En France, le Club de Gestion des connaissances a été particulièrement impliqué dans la définition de la norme au sein du groupe de travail ISO, sa traduction en français et désormais sa promotion, avec notamment son fondateur, professeur à l'école de management de l’Institut à Mines-Télécom Jean-Louis Ermine, David Lamotte, Head of Knowledge Management chez IOSH, et Nicolas Dubuc, Fellow Michelin - Knowledge management & Technology Intelligence.

La gestion des connaissances ou Knowledge Management (KM) est une discipline qui s'est fortement développée dans les entreprises depuis les années 2000, d'abord dans des cabinets de conseil ou les secteurs comme ceux du nucléaire et du pétrole. Selon Gonzague Chastenet de Géry, directeur associé chez Ourouk et professeur au CNAM, "ce qui est frappant aujourd'hui, en 2018, c'est le regain d'intérêt de la part des PME travaillant dans l'ingénierie, le génie civil ou les services, cabinets d'avocats. Il y un vrai besoin, surtout dans des métiers où il faut tirer parti de l'expérience"

La norme ISO 30401 a justement pour finalité d'aider les organismes, indépendamment de leur type ou taille, à concevoir un système de management qui valorise et facilite la création de valeur grâce aux connaissances. Il s'agit ici d'une norme de système de management qui s'applique aux connaissances. Elle s'adresse notamment aux directions, aux knowledge managers, et à tous ceux qui doivent mettre en œuvre et entretenir le système de management des connaissances [1].
 
©Jack Moreh, Thinking and Learning in the Digital Age, Source : freerangestock

En une vingtaine de chapitres on retrouve une introduction, des définitions, le périmètre d'application et les fonctions qui composent le système de management. Les annexes définissent le champ du KM par rapport à d'autres métiers, ce qui permet d'assoir l'indépendance de la discipline. La question de l'importance du renforcement de la culture du management des connaissances dans l'organisme est également abordée [1].

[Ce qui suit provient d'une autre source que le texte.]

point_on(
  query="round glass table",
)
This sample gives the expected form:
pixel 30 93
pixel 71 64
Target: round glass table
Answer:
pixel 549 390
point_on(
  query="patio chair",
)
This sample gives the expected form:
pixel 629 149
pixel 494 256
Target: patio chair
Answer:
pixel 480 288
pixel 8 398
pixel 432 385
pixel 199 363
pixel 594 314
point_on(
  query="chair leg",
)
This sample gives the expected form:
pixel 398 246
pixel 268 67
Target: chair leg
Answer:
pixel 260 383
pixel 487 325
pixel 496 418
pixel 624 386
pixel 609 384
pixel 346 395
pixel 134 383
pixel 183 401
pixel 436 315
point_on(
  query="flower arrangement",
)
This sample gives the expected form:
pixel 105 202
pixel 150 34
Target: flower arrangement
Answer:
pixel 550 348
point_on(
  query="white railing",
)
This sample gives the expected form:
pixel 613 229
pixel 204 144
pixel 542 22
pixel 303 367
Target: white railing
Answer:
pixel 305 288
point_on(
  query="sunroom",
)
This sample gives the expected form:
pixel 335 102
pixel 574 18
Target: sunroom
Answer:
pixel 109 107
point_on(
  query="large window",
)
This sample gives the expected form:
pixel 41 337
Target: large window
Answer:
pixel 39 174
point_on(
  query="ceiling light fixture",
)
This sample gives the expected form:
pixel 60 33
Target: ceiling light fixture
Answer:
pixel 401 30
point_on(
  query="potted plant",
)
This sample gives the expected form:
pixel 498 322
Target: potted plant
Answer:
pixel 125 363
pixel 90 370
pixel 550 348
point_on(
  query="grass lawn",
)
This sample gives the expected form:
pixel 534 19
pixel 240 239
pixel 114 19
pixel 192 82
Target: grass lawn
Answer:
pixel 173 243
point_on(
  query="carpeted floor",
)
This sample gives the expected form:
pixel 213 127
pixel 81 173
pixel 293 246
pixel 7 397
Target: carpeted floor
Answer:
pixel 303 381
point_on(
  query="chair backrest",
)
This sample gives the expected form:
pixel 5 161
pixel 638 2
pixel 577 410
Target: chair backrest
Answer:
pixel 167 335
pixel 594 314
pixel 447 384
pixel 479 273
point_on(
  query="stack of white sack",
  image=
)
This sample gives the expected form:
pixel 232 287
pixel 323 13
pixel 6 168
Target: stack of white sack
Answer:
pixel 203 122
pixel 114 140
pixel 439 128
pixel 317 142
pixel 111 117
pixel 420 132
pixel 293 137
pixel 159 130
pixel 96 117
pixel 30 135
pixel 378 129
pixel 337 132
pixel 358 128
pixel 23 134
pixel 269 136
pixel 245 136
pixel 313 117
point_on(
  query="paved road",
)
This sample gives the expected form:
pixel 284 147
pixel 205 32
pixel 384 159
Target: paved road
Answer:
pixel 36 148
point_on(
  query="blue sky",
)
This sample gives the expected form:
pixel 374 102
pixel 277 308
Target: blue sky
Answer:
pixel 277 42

Pour G. Chastenet de Géry, l'un des points les plus importants évoqués dans la norme est le leadership. En effet, le soutien de la direction est indispensable à la réussite d'une démarche KM. Toutefois, la beauté du KM et en même temps sa difficulté est liée au fait qu'il doit être une synergie entre deux mouvements top down et bottom up. Le KM c'est à la fois les remontées des pratiques du terrain et un pilotage par la Direction Générale. Il est important d'avoir une impulsion qui vienne d'en haut, mais ça ne suffit pas. D'ailleurs, cette dimension permet de définir la maturité de la culture du KM en entreprise. Elle est difficile à évaluer en se basant seulement sur la norme, qui prévient de ses propres limites en disant que chaque entreprise doit se construire sa propre démarche. Il faut aller plus loin que la norme.

Comme le souligne Nicolas Dubuc [1], cette norme est un cadre de travail que l'on peut percevoir comme une aide, ou une check-list dans laquelle tous les points nécessaires sont présents et lisibles. ISO 30401 s’adresse à tous et peut s'appliquer au rythme de chacun ; en effet, la mise en place d'une démarche KM peut s'avérer assez longue. Elle définit le quoi mais pas le comment, à savoir : qu'il faudra travailler tous ensemble. 
C'est précisément le but du KM Handbook mis au point par le Club de Gestion des connaissances ou de la formation du CNAM Gestion des connaissances, levier de transformation

Dans le contexte de l'automatisation grandissante des tâches répétitives et de l'essor de l'intelligence artificielle, le KM pourrait être davantage valorisé, car "les entreprises vont prendre conscience des limites de l’intelligence artificielle. Elles vont aussi redécouvrir que tout ce que l'intelligence artificielle ne peut pas faire, c'est le KM qui peut les aider à le faire", conclut G. Chastenet de Géry.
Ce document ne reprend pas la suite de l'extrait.